Pick1 Jenga1 Act is a model available on Hugging Face that implements Action Chunking with Transformers (ACT), an imitation-learning method for robotics. Rather than predicting individual action steps, ACT predicts short sequences of actions, referred to as action chunks. The model is trained using teleoperated data and is designed to enable policy inference and evaluation in robotics tasks. According to the evidence, Pick1 Jenga1 Act has been trained and uploaded to the Hugging Face Hub using LeRobot, and it can be used with various libraries, inference providers, notebooks, and local applications. The tool provides instructions for use with LeRobot, as well as compatibility with Google Colab and Kaggle notebooks. The model card mentions that users can train the model from scratch or evaluate its policy and run inference. Pick1 Jenga1 Act is released under the Apache 2.0 license. The model is intended for those working in robotics, particularly in contexts where learning from demonstration or teleoperation data is relevant. The documentation and guides referenced in the evidence provide resources for getting started with training and evaluation, but no further details about specific features, supported robotics platforms, or integration capabilities are provided. Pricing information is not mentioned, but the Apache 2.0 license indicates it is open source. Overall, Pick1 Jenga1 Act serves as an open-source imitation-learning model for robotics, focusing on predicting sequences of actions from teleoperated data, and is accessible through the Hugging Face platform.

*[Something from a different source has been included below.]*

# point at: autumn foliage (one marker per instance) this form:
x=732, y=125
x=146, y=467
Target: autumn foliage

heongyu/act_so101_t1_v2 is a model hosted on Hugging Face that implements Action Chunking with Transformers (ACT), an imitation-learning approach designed for robotics. The method focuses on predicting short sequences of actions, called action chunks, rather than individual steps. This enables the model to learn from teleoperated data and, as described, often results in high success rates for the tasks it is trained on. The model is associated with the LeRobot library, which provides instructions for using, training, and evaluating the policy. Users can train the model from scratch, evaluate its performance, or run inference, with further guidance available through linked documentation and training guides. The model card references an academic paper (arxiv: 2304.13705) for those seeking additional technical details. heongyu/act_so101_t1_v2 is distributed under the Apache 2.0 license, allowing for open-source use and modification. The model is delivered through the Hugging Face platform, with support for integration into workflows using libraries, inference providers, notebooks, and local applications. Specific instructions are available for use with platforms such as Google Colab and Kaggle. This tool is intended for applications in robotics, particularly where imitation learning from teleoperated demonstrations is relevant. The evidence does not specify particular user roles or industries beyond this context. Pricing information is not mentioned, but the Apache 2.0 license indicates it is available for open-source use. No further details about integrations, user interface, or additional features are provided.
act_subtask_g2 is an open-source model for imitation learning in robotics, focusing on predicting and executing short action chunks. It is intended for robotics researchers and developers who need to train or evaluate robotic policies using teleoperated data.